What Kobe moment on or off the court inspired you the most?

Robert Horry: I come from a whole different level of inspiration. I had my different situations. So to be honest, there was nothing I’m inspired by. I was on my own path. But for me, it’s just an honor to play with a person that is not just a great player, but a great person. There were so many things he was doing off the court for the WNBA and girls basketball, college basketball and the homeless. He was doing everything.”

Metta Sandiford-Artest: When I went to visit him at his office to get some jerseys signed for my kids, Kobe had the Wizenard series books that he was writing. He had five stacks of them. I was like, ‘What is that?’ He said, ‘Well, we’re writing this book and I’m making edits.’ He had all of these sticky notes on the books. That was super impressive. It gave me more insight on who he was. That was one of the most impressive things I saw out of Kobe, his work with the book.”
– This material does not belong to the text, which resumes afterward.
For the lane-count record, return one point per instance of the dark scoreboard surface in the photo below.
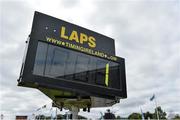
(64, 56)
Rick Fox: “The way he seamlessly transitioned from the game to a full-time invested husband, father, mentor and business man. His story telling passion and Oscar winning Documentary made me so proud. I was beyond inspired by his transition after basketball!”

Wesley Johnson:

That [2013] summer and working out with him through that. I saw him not being able to fully walk and do everything, but he could still get his shots up and do that. He was like, ‘No matter what and by any means.’ It was that mentality and determination that he had. You could see why he could set himself apart.”

Gary Vitti:

“The biggest and most superlative sweet moment of Kobe Bryant is when you’d see him with a Make-a-Wish kid. That’s a difficult and emotional thing. Most people, to be honest with you, don’t want to do it. But they will do it because it’s the right thing to do. Kobe almost relished in it. He was really, really good with these kids. You never got the feeling that he was one foot out the door and wanted to get it over with. He talked to them like they weren’t sick. To me, these were the highlights of being around him as that guy.”